Bill you make good points as always, great to have your expert opinion.

Having worked with a friend changing speakers in a 4-12 cab it was surprising to note the difference in sound. Cabs were a Randall 4-12 that he modded to Vintage 30's. We changed speakers and put them in a..can't remember the name Baltic birch cab. Might of been Avatar, was made in Canada and ordered in.

The new cab was very different to the point of the amp settings needed to be changed, much brighter. The bottom end also had very strong clear bass.

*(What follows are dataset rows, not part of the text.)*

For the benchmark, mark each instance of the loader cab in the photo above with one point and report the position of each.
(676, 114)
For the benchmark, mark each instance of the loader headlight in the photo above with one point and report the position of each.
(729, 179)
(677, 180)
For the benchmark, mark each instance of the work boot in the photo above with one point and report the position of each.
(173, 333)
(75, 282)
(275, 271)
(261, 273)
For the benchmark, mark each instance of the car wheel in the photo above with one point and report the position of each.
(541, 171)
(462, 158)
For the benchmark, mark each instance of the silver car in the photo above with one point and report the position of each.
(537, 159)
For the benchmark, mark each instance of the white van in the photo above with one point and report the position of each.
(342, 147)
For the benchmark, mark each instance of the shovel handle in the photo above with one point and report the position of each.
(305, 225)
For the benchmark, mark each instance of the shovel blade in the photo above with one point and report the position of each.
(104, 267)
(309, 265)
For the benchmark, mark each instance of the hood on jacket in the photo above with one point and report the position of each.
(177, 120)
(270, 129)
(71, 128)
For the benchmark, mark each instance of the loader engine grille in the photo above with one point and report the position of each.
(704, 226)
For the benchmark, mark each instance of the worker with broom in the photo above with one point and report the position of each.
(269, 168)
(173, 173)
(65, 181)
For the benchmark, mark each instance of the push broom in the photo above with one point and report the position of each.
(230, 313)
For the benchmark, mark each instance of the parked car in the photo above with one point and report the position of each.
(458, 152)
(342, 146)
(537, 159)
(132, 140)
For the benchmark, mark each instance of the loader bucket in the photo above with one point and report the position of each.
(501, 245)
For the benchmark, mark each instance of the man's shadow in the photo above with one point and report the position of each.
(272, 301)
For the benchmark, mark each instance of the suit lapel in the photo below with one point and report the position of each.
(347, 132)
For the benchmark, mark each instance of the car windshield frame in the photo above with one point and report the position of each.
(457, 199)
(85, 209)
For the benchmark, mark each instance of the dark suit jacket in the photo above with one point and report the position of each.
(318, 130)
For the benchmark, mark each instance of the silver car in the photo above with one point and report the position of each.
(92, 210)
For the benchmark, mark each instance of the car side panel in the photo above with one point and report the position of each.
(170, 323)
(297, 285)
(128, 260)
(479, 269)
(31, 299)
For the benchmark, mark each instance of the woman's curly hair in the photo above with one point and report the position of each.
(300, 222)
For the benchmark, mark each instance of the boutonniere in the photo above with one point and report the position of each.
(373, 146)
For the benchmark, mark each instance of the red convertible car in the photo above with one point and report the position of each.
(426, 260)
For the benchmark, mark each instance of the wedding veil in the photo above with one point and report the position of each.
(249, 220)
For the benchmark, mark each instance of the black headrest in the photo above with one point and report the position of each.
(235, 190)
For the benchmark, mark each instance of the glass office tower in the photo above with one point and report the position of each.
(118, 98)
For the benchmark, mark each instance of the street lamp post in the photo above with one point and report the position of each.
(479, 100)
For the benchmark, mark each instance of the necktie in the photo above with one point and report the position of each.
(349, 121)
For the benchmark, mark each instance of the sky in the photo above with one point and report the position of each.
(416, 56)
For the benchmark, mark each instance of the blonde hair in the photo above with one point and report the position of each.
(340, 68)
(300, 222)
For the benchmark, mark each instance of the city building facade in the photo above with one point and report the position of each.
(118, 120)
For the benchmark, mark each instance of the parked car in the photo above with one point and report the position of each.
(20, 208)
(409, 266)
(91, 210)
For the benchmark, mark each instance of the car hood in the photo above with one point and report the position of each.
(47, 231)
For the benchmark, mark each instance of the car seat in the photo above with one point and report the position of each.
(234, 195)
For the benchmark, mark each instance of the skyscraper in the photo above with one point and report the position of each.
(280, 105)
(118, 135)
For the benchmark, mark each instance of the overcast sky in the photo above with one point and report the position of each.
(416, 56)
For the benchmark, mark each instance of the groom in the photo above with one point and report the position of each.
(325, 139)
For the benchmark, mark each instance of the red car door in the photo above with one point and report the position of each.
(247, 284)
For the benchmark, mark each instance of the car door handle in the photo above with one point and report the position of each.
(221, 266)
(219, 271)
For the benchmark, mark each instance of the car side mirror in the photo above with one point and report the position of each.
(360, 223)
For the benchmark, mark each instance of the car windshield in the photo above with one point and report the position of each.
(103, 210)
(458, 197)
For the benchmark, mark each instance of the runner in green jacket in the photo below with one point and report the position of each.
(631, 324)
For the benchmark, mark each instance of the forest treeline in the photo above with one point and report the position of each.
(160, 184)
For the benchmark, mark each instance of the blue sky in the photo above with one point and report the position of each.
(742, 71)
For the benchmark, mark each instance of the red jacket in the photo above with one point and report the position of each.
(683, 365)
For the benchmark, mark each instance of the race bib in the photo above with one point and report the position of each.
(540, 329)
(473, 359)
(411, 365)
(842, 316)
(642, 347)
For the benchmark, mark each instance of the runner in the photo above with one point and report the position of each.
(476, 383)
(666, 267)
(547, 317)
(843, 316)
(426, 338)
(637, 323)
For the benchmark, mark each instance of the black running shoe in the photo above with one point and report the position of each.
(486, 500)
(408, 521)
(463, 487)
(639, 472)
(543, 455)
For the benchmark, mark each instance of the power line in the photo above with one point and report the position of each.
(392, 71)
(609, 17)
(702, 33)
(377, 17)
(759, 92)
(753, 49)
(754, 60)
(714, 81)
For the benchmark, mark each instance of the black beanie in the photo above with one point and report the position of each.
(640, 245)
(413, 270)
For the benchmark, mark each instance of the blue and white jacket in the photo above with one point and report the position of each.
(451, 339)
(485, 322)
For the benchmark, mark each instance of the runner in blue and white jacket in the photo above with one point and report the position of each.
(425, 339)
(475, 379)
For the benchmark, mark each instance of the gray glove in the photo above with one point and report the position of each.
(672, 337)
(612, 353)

Both cabs were ply and almost the exact same size, using the same speakers we got two different tones.
Bracing and construction probably had lots to do with it but it does prove that cabs can sound different even though they look the same.


----------



## Wild Bill (May 3, 2006)

Bevo said:


> Bill you make good points as always, great to have your expert opinion.
> 
> Having worked with a friend changing speakers in a 4-12 cab it was surprising to note the difference in sound. Cabs were a Randall 4-12 that he modded to Vintage 30's. We changed speakers and put them in a..can't remember the name Baltic birch cab. Might of been Avatar, was made in Canada and ordered in.
> 
> ...


Yeah, you've demonstrated one of the sad things about buying wood these days - moisture content! In the glory years lumber yards seemed to let their woods dry out for a much longer time. Now they can't wait to flog it off the shelf!

The moisture content affects the overall weight of the wood and also the density. That's what likely caused the tone differences you heard, although you may be right about the bracing and how the joints were glued or screwed.

There's a story going around about how some builder made a replica of the classic Fender 4-10 cab from the early 60's and gave it to Clapton to play. They were shocked when he told them it didn't sound the same as an original that he had. They thought they had replicated it exactly. Finally they thought about the moisture content of the wood being higher. They sourced some old farm pine barn board, planed it down and used that for their cab. Clapton then claimed he couldn't hear the difference!

Don't know if the story is actually an urban myth but it's been around for a while and it makes sense!:smile:

:food-smiley-004:


----------



## Bevo (Nov 24, 2006)

Huh, well that is interesting. We have discovered the same thing with some of our construction projects using high end woods. Some of the woodwork was shrinking...this explains that!


----------



## dylanreimer (Nov 16, 2009)

*Would This Work?*

Hey there Friends!

I'm building a custom cab. but the cab itself will be wood (not sure what kind yet). and i was wondering if it would work to have an acrylic baffle board? (sorry if i use the wrong lingo) i play in a... happy techno hardcore band haha. i wanna put lights behind it! 

Peace,
Dylan


----------



## greco (Jul 15, 2007)

Hey Dylan....sounds like a VERY cool idea!!

I'm not an expert in plastics but I'm thinking that you might need to look at using Lexan as it is tough and doesn't shatter/crack with drilling. However, it will be heavy and expensive. I'm not sure how well the various plastics will conduct all of the frequency ranges of the speaker into the cab. What thickness of plastic/acrylic were you thinking of using?

I'll be interested in what others respond with.........good luck........be sure to post a pic if you decide to try the plastic baffle concept.

Cheers

Dave


----------